By Chrysostomos Tsoufis

“We close 2022 with a reduction in the primary deficit from 5% of GDP in 2021 to something around 1.3%-1.5% in 2022.” Christos Staikouras said on Real Fm, predicting the markets for a major surprise on April 24 when Eurostat will also announce the final… fiscal control of the country.

Knowing the facts as well as the minister himself who likes to set the bar low, it will not be a surprise if eventually the Eurostat announces for 2022 a primary deficit closer to 1.2% or even lower. In other words, as much as the 2022 budget provided when it was passed in December 2021 and before it had to be revised by the successive packages of support measures for households and businesses.

From December 2021 and to deal with the health and fiscal crisis, the government received €9.2 billion of additional measures, each time revising the deficit target:

-2% in the Stability Program

-1.7% in the draft Budget 2023

-1.6% in the proposed 2023 Budget

An announcement from Eurostat – between the 2 polls if we take as a baseline scenario the first election on April 9th ​​- of a much better final result (1.2% deficit means a benefit of €900m against the target) would give credibility points to the government abroad even if it would have no effect on the voters.

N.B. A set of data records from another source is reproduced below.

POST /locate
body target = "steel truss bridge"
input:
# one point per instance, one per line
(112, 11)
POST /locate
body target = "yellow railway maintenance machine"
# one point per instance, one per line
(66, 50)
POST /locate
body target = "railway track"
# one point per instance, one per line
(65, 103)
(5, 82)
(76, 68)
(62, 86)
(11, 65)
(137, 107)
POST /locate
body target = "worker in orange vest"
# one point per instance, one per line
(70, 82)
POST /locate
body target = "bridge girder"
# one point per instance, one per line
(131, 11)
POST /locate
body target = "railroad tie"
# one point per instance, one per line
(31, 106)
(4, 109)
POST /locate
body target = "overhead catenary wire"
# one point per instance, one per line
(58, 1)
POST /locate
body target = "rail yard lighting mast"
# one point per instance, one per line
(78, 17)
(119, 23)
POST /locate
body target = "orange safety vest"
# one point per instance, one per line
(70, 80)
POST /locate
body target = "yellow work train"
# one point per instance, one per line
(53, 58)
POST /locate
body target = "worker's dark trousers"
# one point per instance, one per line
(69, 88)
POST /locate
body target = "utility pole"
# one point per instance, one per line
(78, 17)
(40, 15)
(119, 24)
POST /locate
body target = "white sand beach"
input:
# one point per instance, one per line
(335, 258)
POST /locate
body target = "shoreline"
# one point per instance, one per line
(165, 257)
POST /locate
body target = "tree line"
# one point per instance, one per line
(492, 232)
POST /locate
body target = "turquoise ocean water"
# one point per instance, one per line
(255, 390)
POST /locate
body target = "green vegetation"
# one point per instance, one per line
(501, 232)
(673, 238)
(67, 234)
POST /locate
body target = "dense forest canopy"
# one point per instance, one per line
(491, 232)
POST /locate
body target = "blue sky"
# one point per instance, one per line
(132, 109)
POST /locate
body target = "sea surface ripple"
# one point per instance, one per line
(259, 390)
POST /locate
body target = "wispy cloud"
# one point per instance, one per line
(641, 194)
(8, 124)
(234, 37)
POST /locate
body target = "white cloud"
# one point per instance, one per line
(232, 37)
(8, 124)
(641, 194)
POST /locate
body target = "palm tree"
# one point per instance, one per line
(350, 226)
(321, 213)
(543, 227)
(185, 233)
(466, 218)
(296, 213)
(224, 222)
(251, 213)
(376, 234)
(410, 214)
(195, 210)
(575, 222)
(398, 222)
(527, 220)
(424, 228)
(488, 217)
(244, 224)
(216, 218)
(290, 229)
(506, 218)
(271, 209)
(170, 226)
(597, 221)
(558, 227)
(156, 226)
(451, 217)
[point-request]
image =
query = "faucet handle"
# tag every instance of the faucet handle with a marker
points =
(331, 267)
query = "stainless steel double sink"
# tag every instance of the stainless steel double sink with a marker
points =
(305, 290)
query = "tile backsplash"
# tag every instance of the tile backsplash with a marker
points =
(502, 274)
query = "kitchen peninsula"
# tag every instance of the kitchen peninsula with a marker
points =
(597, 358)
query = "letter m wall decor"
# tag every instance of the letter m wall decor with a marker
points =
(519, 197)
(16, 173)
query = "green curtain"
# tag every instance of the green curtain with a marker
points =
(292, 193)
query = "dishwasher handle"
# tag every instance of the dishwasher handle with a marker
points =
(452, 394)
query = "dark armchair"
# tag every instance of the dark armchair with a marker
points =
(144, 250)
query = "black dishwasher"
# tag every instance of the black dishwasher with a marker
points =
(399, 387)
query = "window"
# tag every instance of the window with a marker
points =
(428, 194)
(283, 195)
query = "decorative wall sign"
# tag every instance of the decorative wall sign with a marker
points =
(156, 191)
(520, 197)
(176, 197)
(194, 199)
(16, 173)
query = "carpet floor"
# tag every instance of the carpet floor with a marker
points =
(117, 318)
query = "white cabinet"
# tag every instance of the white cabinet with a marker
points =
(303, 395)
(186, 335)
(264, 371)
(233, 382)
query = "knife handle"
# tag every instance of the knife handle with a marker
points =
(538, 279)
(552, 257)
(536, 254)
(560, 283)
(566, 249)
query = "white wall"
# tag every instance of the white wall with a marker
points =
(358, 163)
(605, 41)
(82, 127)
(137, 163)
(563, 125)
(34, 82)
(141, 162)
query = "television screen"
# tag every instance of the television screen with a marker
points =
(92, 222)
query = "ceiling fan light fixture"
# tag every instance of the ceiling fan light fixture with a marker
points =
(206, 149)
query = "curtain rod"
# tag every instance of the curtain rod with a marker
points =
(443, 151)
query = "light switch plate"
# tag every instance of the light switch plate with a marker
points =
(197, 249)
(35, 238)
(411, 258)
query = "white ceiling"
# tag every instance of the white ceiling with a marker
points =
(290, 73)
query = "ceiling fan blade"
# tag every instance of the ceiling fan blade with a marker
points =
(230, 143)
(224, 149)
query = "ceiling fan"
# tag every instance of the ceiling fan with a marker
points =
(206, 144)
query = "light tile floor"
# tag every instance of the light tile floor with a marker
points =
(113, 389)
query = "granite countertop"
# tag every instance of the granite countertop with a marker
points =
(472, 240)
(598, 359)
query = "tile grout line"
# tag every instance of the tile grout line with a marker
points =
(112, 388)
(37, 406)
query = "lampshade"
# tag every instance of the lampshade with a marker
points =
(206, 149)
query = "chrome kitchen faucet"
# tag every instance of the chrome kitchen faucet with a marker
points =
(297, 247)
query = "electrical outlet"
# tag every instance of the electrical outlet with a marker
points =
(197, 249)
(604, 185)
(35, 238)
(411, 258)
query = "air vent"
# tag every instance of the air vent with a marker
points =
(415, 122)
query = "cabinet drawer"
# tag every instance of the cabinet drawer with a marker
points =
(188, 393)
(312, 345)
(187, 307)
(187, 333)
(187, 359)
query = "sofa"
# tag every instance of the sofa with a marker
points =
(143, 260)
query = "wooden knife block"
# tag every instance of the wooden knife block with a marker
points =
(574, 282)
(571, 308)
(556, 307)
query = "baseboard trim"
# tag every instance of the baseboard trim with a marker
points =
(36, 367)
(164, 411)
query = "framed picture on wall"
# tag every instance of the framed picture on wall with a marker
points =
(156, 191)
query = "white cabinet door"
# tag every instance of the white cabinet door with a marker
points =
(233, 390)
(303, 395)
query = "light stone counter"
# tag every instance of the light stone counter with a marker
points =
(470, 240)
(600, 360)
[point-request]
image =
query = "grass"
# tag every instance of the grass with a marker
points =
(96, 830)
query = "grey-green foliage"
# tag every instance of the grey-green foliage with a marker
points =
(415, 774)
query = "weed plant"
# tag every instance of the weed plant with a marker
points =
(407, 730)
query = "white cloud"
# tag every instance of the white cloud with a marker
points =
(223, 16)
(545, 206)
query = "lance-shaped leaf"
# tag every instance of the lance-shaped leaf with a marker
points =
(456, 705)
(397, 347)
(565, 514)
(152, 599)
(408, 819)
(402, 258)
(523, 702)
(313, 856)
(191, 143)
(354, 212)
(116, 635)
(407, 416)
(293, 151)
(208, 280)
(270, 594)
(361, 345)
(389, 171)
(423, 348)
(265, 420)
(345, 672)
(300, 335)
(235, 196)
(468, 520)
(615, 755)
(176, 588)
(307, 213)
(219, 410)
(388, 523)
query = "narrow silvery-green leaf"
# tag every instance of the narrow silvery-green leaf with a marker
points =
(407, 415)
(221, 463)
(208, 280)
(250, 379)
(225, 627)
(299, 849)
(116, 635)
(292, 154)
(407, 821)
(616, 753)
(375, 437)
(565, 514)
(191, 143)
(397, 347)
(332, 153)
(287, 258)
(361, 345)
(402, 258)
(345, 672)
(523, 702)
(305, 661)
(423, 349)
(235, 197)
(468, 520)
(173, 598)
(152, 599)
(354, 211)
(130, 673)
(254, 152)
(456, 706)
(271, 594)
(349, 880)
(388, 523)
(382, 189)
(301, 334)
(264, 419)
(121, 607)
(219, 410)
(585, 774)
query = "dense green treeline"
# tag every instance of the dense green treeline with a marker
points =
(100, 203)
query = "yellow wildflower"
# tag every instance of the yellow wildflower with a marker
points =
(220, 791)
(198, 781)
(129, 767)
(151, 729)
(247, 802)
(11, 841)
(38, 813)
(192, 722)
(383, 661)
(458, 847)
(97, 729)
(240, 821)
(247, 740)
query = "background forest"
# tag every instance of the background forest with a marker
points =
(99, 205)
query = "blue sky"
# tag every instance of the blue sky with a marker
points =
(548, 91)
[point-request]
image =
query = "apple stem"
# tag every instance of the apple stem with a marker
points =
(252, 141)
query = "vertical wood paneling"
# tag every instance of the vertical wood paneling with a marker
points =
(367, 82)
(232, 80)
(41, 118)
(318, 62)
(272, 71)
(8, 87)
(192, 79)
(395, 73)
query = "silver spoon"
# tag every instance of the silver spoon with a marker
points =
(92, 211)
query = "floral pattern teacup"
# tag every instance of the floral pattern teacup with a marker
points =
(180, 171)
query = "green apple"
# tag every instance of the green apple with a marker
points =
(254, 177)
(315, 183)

The figures that show that Christos Staikouras is conservative in his estimates speak of €10 billion more tax revenue in 2022 compared to 2021. And to this should be added a significant part of the January and February revenue where a significant increase is also observed here in relation to the objectives but we still do not have the final data at our disposal.

The increase in GDP and the increase in employment meant more receipts from taxes and levies, tourism did extremely well as did investments, e-transactions increased even more and an additional €1.5bn comes from inflation and accuracy.

With this money, the government took approximately €9.2 billion in support measures for households and businesses, both extraordinary – fuel pass, power pass, market pass, electricity bill subsidies, Christmas and Easter benefits – and permanent with reductions in taxes and insurance contributions. And at the same time, he kept a cellar so that there would be a better-than-estimated fiscal result that would be used as a “weapon” to recover the coveted investment grade.